(161f) A Software Module for Calculation of Virial Coefficients of Macromolecules

ZENO is a software tool developed at NIST, with capabilities for calculation of properties of polymer and particle suspensions. The latest implementation can compute capacitance, electric polarizability tensor, intrinsic conductivity, volume, gyration tensor, and several more related quantities. Results are obtained by performing appropriate calculations on a single particle instance of the dispersed material, which then enters as the leading order (in concentration φ) estimate of the bulk material properties. The dispersed particles may be modeled as arbitrarily shaped objects, including those formed as fused assemblies of smaller objects, such as polyhedra or spheres. The actual particle dispersions modeled this way may be quite complex, with examples including geological systems, food, and blood, as well as engineered systems formulated to improve the mechanical and electrical properties of polymeric materials. A large array of dispersants is of interest, including carbon nanotubes, metal nanoparticles, graphene sheets, polypeptides, and polynucleotides. Significant advances in methods for synthesizing nanoparticles of arbitrary shape open up new possibilities for materials engineering and applications, further driving interest in improving our ability to predict properties for complex suspensions and blends.

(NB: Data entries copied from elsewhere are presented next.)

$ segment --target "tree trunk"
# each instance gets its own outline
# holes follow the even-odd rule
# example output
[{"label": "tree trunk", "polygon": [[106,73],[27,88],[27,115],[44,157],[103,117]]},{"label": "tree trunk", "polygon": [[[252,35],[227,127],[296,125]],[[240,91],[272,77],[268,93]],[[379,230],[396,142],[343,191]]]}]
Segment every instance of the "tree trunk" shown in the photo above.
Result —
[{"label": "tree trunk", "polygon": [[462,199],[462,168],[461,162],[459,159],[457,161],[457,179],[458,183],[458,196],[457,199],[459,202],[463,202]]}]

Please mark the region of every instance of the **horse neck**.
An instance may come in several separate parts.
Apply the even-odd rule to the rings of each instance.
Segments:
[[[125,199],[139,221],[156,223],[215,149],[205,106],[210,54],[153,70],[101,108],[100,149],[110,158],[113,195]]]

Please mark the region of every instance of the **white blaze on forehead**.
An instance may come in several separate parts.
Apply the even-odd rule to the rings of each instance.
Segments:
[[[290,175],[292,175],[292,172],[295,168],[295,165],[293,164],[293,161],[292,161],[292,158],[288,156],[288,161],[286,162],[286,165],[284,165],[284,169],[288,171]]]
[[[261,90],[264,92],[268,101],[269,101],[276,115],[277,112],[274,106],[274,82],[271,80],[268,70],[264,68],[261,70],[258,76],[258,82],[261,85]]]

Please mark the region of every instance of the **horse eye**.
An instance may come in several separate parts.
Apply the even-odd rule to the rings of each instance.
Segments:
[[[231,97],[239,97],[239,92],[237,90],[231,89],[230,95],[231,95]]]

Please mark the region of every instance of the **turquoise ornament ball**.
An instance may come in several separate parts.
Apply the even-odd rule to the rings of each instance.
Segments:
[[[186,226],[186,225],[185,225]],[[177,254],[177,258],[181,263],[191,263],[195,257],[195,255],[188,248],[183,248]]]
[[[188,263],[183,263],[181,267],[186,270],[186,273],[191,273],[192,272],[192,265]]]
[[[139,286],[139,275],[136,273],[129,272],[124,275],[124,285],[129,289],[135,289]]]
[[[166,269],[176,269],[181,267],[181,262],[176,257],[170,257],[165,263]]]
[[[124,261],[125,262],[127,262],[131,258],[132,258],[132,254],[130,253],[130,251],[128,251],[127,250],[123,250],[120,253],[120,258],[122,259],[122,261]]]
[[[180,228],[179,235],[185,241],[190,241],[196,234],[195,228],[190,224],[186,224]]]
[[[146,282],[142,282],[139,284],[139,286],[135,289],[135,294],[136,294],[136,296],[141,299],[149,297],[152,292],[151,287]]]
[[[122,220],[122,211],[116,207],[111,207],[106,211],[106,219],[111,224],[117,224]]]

Presently, ZENO’s capabilities are restricted to single-particle calculations, so its utility can be significantly enhanced by adding features to compute properties using multi-particle metrics. These quantities enter into bulk-property models at second order in concentration, extending the range of conditions where the models are effective. The quantity of interest to this project is the second virial coefficient B2, or more generally the set of coefficients Bn. For particles in solution, these appear in an expansion of the osmotic pressure in terms of the concentration. We consider coefficients with effective interactions mediated by the solvent, so no explicit solvent is considered; rather its effect is manifested by the form chosen for the solute-solute interactions. In principle these interactions are multibody, but often they are treated using pairwise-additive forms. The osmotic virial coefficients can then be effectively given in terms of expressions for the conventional (gas-phase) virial coefficients.

We describe our efforts to implement capabilities within ZENO to compute virial coefficients of arbitrary macromolecules composed of hard spheres. We implement Mayer-sampling Monte Carlo with overlap sampling to reduce the likelihood of bias. The capability builds upon the ZENO framework, and thus may be used with the same input file formats that have already been established by ZENO. Several example applications are demonstrated.